As for a valuation, the company appears to be fairly valued after growing its EPSmg (normalized earnings) from $3.59 in 2011 to an estimated $4.72 for 2015. This level of demonstrated earnings growth supports the market’s implied estimate of 3.26% annual earnings growth over the next 7-10 years. As a result, the ModernGraham valuation model, based on Benjamin Graham’s formula, returns an estimate of intrinsic value within a margin of safety relative to the price. (See the full valuation)

Ametek Inc. (AME)

Ametek Inc. qualifies for the Enterprising Investor but not the more conservative Defensive Investor. The Defensive Investor is concerned with the low current ratio as well as the high PEmg and PB ratios. The Enterprising Investor is only initially concerned with the level of debt relative to the net current assets. As a result, all Enterprising Investors following the ModernGraham approach based on Benjamin Graham’s methods should feel comfortable proceeding with further research into the company.

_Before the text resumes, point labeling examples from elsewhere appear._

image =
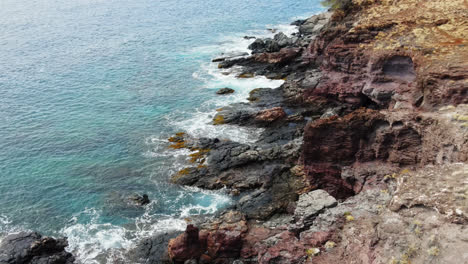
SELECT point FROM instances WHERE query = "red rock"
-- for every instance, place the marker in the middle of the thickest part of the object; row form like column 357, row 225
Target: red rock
column 287, row 249
column 315, row 239
column 253, row 241
column 187, row 245
column 224, row 244
column 358, row 138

As for a valuation, the company appears to be fairly valued after growing its EPSmg (normalized earnings) from $1.21 in 2011 to an estimated $2.03 for 2015. This level of demonstrated earnings growth supports the market’s implied estimate of 9.42% annual earnings growth over the next 7-10 years. As a result, the ModernGraham valuation model, based on Benjamin Graham’s formula, returns an estimate of intrinsic value within a margin of safety relative to the price. (See the full valuation)

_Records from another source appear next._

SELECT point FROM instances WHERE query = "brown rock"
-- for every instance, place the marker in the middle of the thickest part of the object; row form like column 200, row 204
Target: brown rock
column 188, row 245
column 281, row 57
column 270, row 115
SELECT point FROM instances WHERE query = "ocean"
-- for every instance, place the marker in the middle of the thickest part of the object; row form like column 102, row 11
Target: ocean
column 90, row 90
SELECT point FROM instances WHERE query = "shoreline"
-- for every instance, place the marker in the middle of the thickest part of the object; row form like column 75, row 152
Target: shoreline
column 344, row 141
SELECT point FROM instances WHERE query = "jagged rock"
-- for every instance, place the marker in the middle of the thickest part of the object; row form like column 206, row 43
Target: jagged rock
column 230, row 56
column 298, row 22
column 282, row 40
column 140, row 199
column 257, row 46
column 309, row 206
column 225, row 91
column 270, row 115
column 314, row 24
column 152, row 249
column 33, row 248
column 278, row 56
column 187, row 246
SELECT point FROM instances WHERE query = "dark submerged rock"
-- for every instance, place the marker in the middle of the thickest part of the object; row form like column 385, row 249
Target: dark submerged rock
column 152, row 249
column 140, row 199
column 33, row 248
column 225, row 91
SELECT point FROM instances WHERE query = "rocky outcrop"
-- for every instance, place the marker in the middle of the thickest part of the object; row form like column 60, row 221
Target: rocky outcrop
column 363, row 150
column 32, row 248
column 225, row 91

Cincinnati Financial Corp (CINF)

Cincinnati Financial Corp qualifies for the Enterprising Investor but not the more conservative Defensive Investor. The Defensive Investor is concerned with the insufficient earnings growth over the last ten years. The Enterprising Investor has no initial concerns. As a result, all Enterprising Investors following the ModernGraham approach based on Benjamin Graham’s methods should feel comfortable proceeding with further research into the company.

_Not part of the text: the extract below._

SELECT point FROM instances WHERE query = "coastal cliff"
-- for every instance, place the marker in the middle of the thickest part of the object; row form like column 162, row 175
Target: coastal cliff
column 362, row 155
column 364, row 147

As for a valuation, the company appears to be fairly valued after growing its EPSmg (normalized earnings) from $2.16 in 2011 to an estimated $3.12 for 2015. This level of demonstrated earnings growth supports the market’s implied estimate of 5.44% annual earnings growth over the next 7-10 years. As a result, the ModernGraham valuation model, based on Benjamin Graham’s formula, returns an estimate of intrinsic value within a margin of safety relative to the price. (See the full valuation)

Hanesbrands Inc. (HBI)

Hanesbrands Inc. qualifies for the Enterprising Investor but not the more conservative Defensive Investor. The Defensive Investor is concerned with the short dividend history as well as the high PEmg and PB ratios. The Enterprising Investor is only initially concerned with the level of debt relative to the net current assets. As a result, all Enterprising Investors following the ModernGraham approach based on Benjamin Graham’s methods should feel comfortable proceeding with further research into the company.

As for a valuation, the company appears to be fairly valued after growing its EPSmg (normalized earnings) from $0.46 in 2011 to an estimated $0.93 for 2015. This level of demonstrated earnings growth supports the market’s implied estimate of 13.5% annual earnings growth over the next 7-10 years. As a result, the ModernGraham valuation model, based on Benjamin Graham’s formula, returns an estimate of intrinsic value within a margin of safety relative to the price. (See the full valuation)

Disclaimer:

The author did not hold a position in any company mentioned in this article at the time of publication and had no intention of changing that position within the next 72 hours. See my current holdings here. This article is not investment advice; any reader should speak to a registered investment adviser prior to making any investment decisions. ModernGraham is not affiliated with the company in any manner. Please be sure to review our detailed disclaimer.